If you can’t make the 5,000-mile trip home, then bring the islands to you.

That was Crystalyn Costa Filipovich’s reasoning behind opening Onomea, the only strictly Hawaiian restaurant in New York City. Homesickness was the inspiration. After hustling in New York for over four years in her early 20s, Crystalyn, who is now 25, was ready to move home.

“For New York to be the first place to move after living in Hilo, a small town, it was night and day,” she says. “I don’t know how many times I cried and called my parents being like, ‘Can you buy me a plane ticket home?’”

Greg Filipovich, a native New Yorker and her fiancé at the time, convinced her otherwise. Instead, he asked, why not channel the homesickness into a business? One that would bring the islands a little bit closer to New York?

The two are now business partners, and married. When I met them at the Brooklyn restaurant in January, the newlyweds recently returned from Hilo, where they got married at a sugar plantation with a view.

“Sorry we’re late!” Crystalyn calls out. “Still trying to adjust back to this weather.”

Inside, the 34-seat restaurant is cozy. Glossy pictures of beaches and lava reference the birthplace of menu items like shoyu chicken and spam musubi. But outside, snow thaws behind a landscape of corrugated graffiti.


Onomea opened in August 2013 with a name that roughly translates to “delicious things,” though for Crystalyn it means “the favorite place.” Here, humble Hawaiian staples are served up against the backdrop of a Williamsburg food scene fixated on reinvention and pizzazz. The restaurant has no chef. Although she hops behind the line when the kitchen is short-staffed, Crystalyn refers to herself as “a self-taught home cook gone restaurateur.” It’s in this same modest spirit that she has resisted revamping her grandmother’s recipes, which have been passed down for six generations. Growing up, family gatherings centered around grandma’s cooking.

“It’s what kept our family together,” Crystalyn says. “No one has a perfect family, but when there’s food around everyone’s happy.”

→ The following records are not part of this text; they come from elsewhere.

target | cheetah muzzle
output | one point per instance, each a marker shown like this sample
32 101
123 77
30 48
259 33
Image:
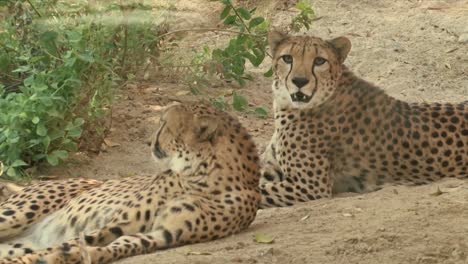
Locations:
335 132
208 189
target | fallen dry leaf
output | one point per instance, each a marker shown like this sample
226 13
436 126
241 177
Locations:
110 143
438 192
263 238
183 92
197 253
305 217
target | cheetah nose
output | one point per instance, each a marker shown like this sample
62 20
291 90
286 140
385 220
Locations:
300 82
158 152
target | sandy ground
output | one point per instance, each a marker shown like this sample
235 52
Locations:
404 46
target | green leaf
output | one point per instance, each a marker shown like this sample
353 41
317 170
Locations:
11 172
35 120
225 12
269 73
75 132
230 20
52 159
41 130
256 21
78 121
239 102
263 238
261 112
244 13
18 163
62 154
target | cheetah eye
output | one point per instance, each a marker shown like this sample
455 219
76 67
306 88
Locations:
319 61
287 58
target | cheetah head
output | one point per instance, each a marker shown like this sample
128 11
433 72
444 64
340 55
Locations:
185 139
307 69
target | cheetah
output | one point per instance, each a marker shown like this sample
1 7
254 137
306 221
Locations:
208 189
335 132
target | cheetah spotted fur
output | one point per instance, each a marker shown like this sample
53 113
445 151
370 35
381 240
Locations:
335 132
208 190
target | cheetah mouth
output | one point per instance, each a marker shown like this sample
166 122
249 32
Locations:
301 97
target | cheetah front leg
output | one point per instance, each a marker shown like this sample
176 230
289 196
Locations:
300 185
270 168
25 206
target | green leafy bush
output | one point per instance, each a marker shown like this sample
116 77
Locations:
58 75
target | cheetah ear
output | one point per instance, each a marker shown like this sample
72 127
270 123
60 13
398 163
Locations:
342 46
206 128
274 39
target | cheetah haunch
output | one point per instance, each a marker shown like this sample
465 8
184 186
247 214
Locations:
335 132
209 190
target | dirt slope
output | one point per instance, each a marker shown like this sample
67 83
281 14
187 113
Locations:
412 49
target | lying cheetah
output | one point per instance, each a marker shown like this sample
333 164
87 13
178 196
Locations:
335 132
209 190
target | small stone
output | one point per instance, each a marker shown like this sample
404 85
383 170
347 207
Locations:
463 38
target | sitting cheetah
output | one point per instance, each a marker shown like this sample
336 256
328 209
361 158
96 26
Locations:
209 190
335 132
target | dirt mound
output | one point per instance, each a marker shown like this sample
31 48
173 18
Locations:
410 48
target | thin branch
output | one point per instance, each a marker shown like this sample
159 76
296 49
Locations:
237 14
209 29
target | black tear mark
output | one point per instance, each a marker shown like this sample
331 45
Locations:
167 237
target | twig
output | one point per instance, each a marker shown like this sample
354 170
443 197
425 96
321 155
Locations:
210 29
237 14
34 8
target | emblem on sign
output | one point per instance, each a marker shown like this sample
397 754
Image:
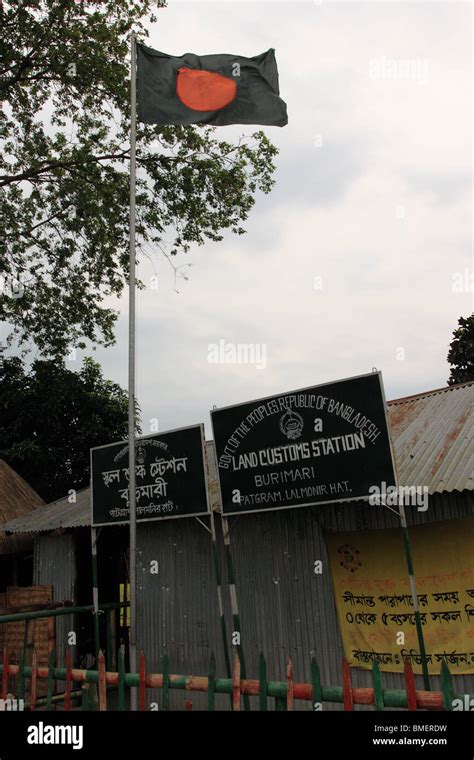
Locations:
291 424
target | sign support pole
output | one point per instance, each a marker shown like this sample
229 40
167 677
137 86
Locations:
234 604
95 592
131 375
217 568
416 606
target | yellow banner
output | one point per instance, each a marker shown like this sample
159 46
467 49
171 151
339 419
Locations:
373 600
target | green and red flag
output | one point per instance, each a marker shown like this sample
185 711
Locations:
217 89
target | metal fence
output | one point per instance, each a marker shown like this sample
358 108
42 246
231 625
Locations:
100 688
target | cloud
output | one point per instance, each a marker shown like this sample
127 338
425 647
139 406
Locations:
380 212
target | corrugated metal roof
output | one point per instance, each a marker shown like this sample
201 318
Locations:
58 514
432 436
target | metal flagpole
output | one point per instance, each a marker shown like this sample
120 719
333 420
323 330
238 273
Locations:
131 377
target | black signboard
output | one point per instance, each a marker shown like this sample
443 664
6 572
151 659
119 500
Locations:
313 446
170 478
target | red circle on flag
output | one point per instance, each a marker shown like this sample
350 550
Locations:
204 90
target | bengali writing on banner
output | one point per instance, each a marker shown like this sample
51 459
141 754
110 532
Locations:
373 600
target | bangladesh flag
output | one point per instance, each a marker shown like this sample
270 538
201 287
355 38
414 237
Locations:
210 89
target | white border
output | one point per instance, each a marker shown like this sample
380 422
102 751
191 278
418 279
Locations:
126 522
302 390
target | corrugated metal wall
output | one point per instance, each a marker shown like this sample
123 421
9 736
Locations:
54 563
285 607
177 608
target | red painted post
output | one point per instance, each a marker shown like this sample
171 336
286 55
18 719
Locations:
67 694
102 683
290 686
34 680
347 686
236 684
410 685
5 673
142 682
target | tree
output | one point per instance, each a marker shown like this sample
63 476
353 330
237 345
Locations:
51 417
461 352
64 170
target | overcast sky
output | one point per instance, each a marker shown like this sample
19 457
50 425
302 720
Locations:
361 256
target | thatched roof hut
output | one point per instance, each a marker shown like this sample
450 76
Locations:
17 499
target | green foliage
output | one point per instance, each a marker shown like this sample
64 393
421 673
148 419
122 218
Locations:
64 83
51 417
461 352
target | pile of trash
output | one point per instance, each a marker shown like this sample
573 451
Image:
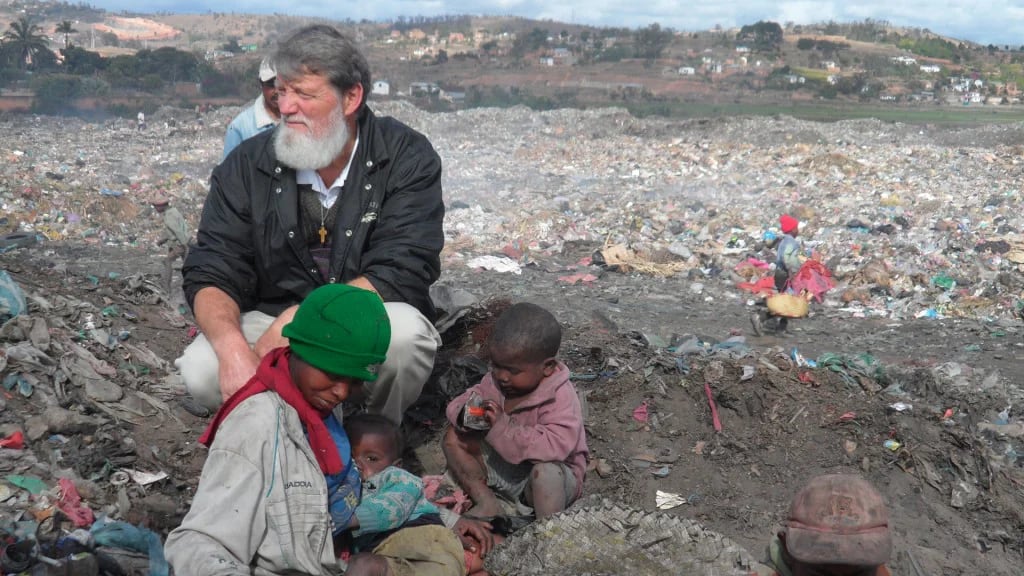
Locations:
913 221
77 382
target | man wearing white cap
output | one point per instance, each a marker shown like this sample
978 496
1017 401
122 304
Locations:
262 115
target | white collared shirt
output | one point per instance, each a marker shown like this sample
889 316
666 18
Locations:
328 195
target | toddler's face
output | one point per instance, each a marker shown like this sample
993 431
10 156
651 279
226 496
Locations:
372 454
515 375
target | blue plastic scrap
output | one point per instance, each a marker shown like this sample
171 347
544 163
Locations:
11 297
123 535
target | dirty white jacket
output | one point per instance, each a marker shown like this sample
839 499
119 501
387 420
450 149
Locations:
261 504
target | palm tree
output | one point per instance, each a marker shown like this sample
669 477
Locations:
24 42
66 28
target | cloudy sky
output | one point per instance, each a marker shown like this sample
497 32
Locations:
996 22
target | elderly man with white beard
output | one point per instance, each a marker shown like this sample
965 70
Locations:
333 195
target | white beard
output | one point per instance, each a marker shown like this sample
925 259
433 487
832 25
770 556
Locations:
315 149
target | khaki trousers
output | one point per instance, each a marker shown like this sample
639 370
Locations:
410 361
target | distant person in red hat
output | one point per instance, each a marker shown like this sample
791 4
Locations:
788 257
837 526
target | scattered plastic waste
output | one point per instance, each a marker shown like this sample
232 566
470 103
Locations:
11 297
33 484
801 361
668 500
124 535
640 412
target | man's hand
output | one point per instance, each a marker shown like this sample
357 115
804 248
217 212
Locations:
476 535
236 371
272 338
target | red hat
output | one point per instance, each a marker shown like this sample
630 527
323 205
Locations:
787 222
839 519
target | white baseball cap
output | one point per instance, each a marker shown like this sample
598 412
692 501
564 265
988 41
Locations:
266 71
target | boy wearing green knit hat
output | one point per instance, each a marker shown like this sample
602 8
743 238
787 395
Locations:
280 486
279 480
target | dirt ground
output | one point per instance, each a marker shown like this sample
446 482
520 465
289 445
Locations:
779 427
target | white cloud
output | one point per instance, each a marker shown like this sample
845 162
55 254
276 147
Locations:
998 22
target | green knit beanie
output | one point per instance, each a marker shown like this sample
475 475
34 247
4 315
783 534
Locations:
341 330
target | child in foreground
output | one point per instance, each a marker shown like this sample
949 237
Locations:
788 258
394 521
535 451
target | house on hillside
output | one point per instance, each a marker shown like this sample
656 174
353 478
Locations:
423 89
213 55
453 96
562 56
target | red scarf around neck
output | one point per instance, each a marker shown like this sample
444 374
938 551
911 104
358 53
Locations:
273 375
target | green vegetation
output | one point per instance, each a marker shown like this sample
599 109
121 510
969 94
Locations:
650 42
25 46
931 47
766 37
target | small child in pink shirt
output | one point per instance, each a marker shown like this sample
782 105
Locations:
535 449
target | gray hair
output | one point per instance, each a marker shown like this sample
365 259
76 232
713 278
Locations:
324 50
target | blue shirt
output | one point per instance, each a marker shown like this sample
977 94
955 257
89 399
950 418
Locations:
248 123
342 489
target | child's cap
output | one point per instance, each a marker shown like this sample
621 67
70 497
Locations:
787 223
839 519
341 330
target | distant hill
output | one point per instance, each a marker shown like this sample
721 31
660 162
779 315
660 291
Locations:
503 60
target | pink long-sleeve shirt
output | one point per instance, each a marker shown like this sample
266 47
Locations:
547 426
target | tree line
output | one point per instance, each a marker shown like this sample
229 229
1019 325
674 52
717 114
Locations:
28 60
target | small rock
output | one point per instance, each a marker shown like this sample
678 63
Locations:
102 391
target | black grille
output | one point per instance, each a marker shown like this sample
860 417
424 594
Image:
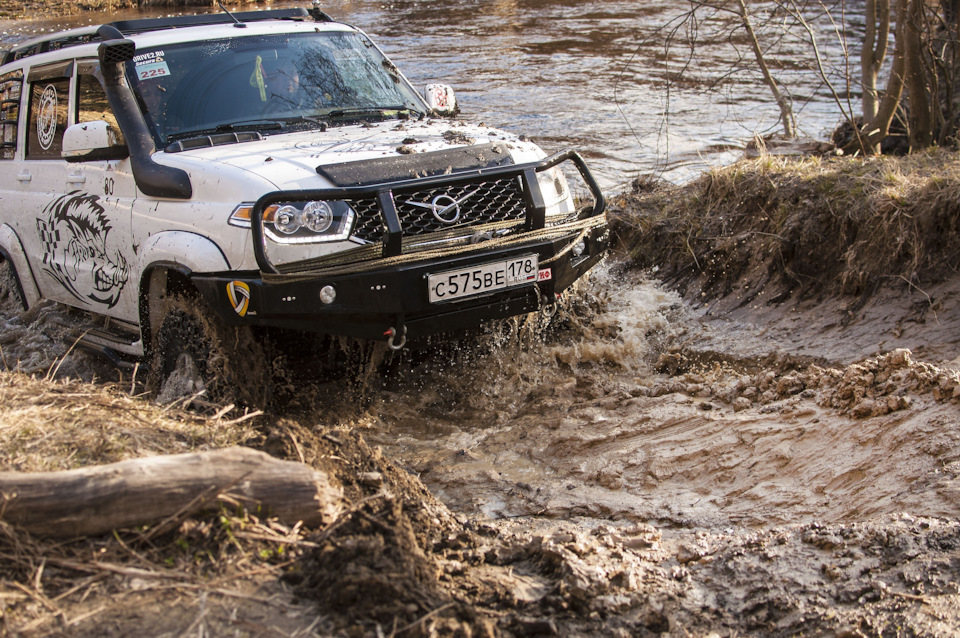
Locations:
483 203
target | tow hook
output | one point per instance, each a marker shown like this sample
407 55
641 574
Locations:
392 333
549 308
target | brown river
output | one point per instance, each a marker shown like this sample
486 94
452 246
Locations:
612 78
770 471
574 419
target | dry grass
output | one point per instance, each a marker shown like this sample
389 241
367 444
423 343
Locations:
133 577
813 225
56 425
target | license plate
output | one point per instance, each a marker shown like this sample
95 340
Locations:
482 279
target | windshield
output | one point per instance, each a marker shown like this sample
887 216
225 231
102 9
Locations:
267 83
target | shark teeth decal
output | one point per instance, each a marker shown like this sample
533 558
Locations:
73 232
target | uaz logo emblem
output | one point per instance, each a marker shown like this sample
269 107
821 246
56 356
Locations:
239 294
445 208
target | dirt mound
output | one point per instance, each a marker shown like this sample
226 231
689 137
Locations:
872 387
800 228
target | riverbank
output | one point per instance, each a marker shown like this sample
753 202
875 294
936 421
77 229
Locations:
760 456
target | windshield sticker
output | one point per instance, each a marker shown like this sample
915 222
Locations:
152 70
73 237
151 65
47 117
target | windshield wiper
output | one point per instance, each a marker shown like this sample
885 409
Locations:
250 125
361 111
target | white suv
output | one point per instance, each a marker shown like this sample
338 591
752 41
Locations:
278 169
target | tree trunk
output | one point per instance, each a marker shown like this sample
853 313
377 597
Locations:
873 53
918 91
96 500
874 131
786 111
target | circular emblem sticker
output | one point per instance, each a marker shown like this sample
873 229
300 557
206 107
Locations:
47 117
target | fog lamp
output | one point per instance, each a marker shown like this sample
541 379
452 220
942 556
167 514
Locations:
287 220
328 294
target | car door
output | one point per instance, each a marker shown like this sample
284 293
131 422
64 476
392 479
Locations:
80 211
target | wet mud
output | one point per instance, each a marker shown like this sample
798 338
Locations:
637 467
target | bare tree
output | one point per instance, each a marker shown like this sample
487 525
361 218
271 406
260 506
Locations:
873 53
786 109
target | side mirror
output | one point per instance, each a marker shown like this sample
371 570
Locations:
440 99
90 141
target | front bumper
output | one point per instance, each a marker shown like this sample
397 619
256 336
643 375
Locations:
370 303
388 295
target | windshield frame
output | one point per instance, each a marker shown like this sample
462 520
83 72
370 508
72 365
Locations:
201 87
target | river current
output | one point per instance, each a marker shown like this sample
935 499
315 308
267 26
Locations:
614 79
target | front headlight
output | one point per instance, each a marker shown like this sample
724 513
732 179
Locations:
301 222
555 191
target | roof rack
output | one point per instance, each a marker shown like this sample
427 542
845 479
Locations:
77 37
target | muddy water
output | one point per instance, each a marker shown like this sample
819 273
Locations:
574 420
577 422
592 75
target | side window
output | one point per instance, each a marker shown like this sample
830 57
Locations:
10 85
48 117
92 103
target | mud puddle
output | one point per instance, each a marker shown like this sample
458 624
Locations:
618 417
637 468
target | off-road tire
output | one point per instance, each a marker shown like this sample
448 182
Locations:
12 298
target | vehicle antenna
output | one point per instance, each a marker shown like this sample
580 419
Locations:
236 23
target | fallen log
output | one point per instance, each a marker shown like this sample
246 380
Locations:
95 500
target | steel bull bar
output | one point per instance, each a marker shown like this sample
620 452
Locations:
381 292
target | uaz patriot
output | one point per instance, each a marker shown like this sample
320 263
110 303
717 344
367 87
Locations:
277 168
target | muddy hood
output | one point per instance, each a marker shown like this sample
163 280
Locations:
358 156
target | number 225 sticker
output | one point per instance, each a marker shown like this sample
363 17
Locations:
153 70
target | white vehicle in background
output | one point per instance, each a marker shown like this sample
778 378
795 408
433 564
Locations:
275 170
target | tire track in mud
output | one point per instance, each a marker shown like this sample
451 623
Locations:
583 425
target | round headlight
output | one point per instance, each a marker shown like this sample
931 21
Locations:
328 294
318 216
287 220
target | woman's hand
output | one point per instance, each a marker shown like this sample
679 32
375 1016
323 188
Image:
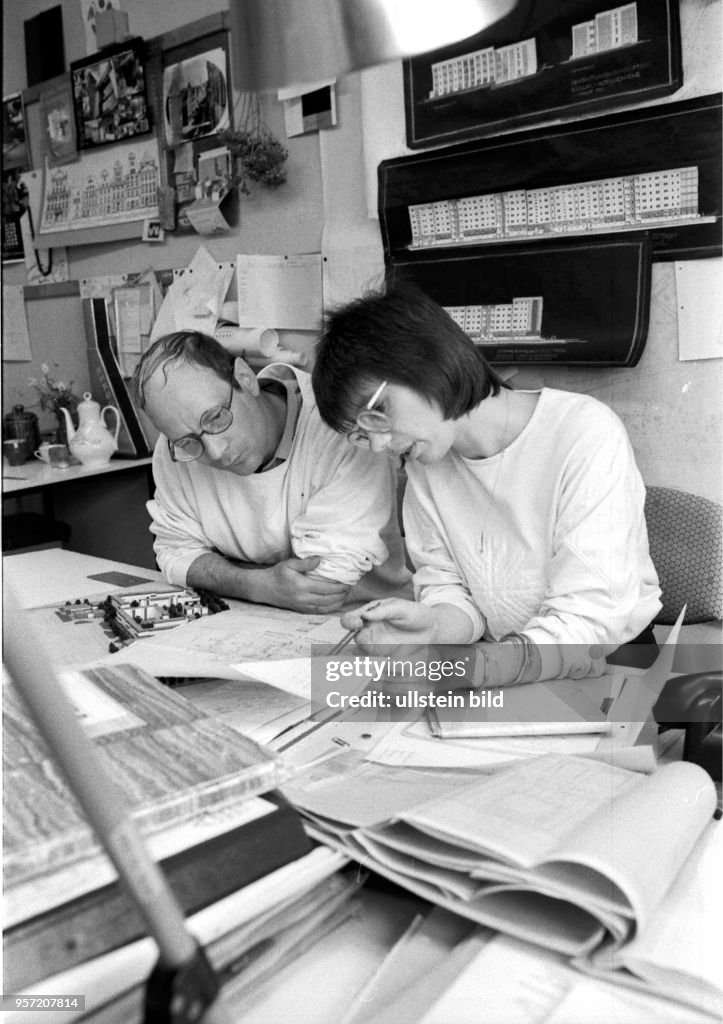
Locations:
392 623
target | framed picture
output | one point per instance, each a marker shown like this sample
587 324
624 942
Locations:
192 79
575 303
196 96
568 59
109 95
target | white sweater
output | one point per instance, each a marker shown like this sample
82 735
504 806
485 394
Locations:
547 538
328 499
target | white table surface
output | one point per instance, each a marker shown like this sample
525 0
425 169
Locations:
38 474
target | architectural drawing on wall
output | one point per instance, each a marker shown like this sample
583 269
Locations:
105 187
517 323
484 69
609 30
550 61
621 204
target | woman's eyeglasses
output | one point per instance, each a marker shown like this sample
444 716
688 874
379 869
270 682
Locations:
213 421
370 421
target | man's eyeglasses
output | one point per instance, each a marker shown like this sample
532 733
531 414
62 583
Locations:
370 421
213 421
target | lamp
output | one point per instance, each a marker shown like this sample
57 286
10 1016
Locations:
289 42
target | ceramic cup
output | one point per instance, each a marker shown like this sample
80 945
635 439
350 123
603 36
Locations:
43 453
14 452
58 457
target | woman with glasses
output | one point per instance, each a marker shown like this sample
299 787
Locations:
255 497
523 510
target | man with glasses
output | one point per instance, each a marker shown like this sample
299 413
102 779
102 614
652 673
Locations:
255 497
523 510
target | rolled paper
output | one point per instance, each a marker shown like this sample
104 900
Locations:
248 341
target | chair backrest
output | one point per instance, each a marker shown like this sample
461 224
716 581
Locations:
685 534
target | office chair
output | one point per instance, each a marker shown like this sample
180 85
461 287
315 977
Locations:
685 534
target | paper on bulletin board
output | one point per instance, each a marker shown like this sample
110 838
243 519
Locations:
283 292
699 291
15 339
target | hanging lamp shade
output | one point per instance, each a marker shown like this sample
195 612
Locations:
290 42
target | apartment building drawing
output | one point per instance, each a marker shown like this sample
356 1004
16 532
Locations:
481 69
518 322
629 202
609 30
123 190
496 66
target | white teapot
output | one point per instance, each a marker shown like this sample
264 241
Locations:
92 443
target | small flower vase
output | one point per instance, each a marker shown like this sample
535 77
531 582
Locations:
60 429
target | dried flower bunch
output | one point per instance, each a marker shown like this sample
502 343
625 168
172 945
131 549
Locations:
254 148
259 155
53 393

In the process of healing her own homesickness, Crystalyn has provided a space for others to deal with theirs. Through food, Hawai‘i émigrés are able to share their love for the islands with people who have no homegrown experience of slow-cooked kālua pig or Spam fried rice.

“You can see that pride,” she says. “Like, this is what I ate when I was growing up.”

Diners have traveled from as far as Connecticut to wrap their chopsticks around cubes of fresh pokē, and a group of regulars gathers every other week to talk story over food they grew up eating on the beach as music streams from a Big Island radio station. Crystalyn recounts one diner jumping out of his seat at the sight of loco moco on the menu.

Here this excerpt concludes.